Weil es so subjektiv ist, kann "test" eben nur die objektiven Messgrößen bewerten, nicht die subjektiven und ggf. sogar stimmungsabhängigen Empfindungen der Tester.

SteG am 26.10.2013 um 23:04 Uhr
Schöner Test, ABER FALSCHE AUSSAGEN!!!

Plus:
Hilfreich im Test sind die Erläuterungen zu den LED´s auf was man achten soll, z.B. die FARBTEMPERATUR, so sollen 2700 Kelvin warmes Licht wie die gute alte Glühbirne machen....
Minus:
...die empfohlen Glühlamben machen ENTGEGEN den Testausführungen (2700 Kelvin) im Vergleich zu herkömlichen Halogenlampen ein kaltes Licht, was für eine UNANGENEHME Wohnatmosphäre sorgt.

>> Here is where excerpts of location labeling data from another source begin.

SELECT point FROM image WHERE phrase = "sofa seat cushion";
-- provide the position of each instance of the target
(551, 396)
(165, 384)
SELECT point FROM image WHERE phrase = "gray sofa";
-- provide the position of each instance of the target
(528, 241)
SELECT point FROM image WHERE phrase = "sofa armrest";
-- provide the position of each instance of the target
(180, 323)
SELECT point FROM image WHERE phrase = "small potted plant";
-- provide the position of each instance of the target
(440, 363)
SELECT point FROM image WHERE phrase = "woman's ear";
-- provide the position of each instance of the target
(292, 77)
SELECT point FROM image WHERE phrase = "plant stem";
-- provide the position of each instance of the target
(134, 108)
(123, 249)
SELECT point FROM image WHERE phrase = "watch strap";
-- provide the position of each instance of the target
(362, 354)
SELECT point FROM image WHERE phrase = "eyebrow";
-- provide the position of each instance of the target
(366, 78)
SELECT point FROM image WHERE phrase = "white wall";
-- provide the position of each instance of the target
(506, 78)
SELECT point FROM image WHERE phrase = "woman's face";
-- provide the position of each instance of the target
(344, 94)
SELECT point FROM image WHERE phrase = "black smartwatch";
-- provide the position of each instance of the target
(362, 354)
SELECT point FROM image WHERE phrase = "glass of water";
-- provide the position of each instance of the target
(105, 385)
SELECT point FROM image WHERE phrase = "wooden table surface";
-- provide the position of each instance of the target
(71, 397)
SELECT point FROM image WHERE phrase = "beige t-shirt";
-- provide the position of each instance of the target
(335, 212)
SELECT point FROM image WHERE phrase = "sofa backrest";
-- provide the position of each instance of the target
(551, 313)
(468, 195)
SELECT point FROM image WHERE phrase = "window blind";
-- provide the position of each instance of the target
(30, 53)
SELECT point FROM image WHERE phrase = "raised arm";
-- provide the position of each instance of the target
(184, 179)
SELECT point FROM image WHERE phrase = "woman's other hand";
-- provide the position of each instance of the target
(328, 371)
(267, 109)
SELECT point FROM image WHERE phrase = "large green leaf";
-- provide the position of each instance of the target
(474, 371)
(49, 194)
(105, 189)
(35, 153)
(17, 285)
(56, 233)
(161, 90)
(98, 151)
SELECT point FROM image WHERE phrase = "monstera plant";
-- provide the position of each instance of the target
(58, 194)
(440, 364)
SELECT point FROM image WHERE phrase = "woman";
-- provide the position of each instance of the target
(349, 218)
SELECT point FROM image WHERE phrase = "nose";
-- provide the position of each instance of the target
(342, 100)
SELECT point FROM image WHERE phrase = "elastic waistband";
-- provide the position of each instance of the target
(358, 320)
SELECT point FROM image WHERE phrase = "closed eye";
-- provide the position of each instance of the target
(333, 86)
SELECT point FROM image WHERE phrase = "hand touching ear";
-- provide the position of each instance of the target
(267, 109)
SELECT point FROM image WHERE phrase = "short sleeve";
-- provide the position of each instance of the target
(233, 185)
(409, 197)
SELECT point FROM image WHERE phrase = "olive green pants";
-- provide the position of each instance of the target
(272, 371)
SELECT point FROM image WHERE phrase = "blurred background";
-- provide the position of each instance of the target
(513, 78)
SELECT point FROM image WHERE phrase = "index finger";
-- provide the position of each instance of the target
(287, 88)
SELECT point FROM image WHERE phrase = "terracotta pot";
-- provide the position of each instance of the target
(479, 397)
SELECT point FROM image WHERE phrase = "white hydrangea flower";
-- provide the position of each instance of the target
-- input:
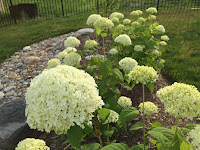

FAZIT: Der im Test gleich am Anfang zu findene Satz: "Die getesteten Exemplare für kleine Fassungen mit der Leucht­kraft alter 25-Watt-Birnen spenden warmes Licht, das dem der Glüh­lampen sehr ähnlich ist."
... "sehr ähnlich" ist glatt gelogen. Ich bin sehr enttäuscht von meinem Kauf und frage mich, ob die Tester bei der Prüfung Sonnenbrillen aufhatten. Aus dem Test können KEINE KAUFEMPFEHLUNGEN abgeleitet werden, wenn man Wert auf warmes Licht legt.